La France, là où tout commence ? 

Parmi ces chansons, il y en une pour le maître à penser du jeune Congolais, Kery James. « Ton art, ton rap est si géant qu’il plane sur tous les espaces. Comme toi Kery, je serai un soleil pour mes petits frères. Je combattrai, je combattrai pour leur apporter des lumières », affirme Djoman.

Djoman est attendu le 17 juin à Caen pour la soirée de remise des prix Chansons sans frontières. Son tout premier voyage. Il doit pour l’instant attendre la fin de la grève pour entamer ses démarches d’obtention d’un passeport, puis du visa pour la France.

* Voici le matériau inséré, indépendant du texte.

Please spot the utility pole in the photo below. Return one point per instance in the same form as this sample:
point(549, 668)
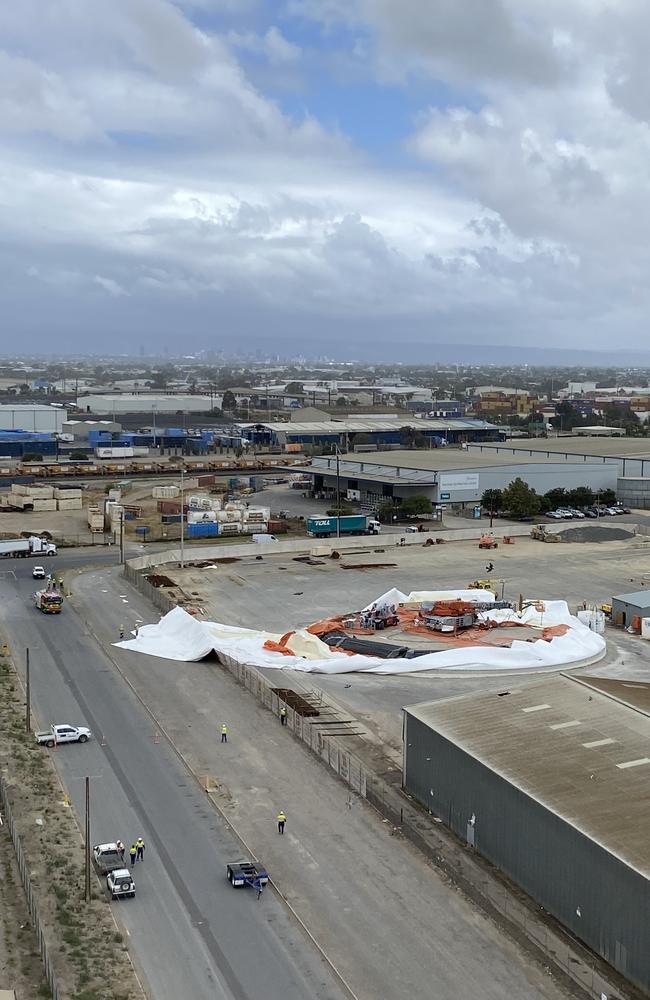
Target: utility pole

Lui qui n’a jamais vu Goma ou Kinshasa doit sa chance à un prénom féminin choisi au hasard, Emah. Music in Africa vous invite à découvrir ce texte qui permet de repérer ce jeune talent de RDC, de lui offrir une visibilité et d’endosser le costume d’ambassadeur culturel de sa communauté Nande. Djoman a conscience que ce déplacement est un rendez-vous important au-delà des retombées espérées pour sa propre carrière.

A Caen, il veut attirer l’attention sur la situation dramatique dans sa région et témoigner du manque d’opportunités à saisir pour les nombreux artistes qui y vivent. « Nous sommes comme des livres dans des tiroirs jamais ouverts », explique-t-il lors de l’interview exclusive accordée à Music in Africa.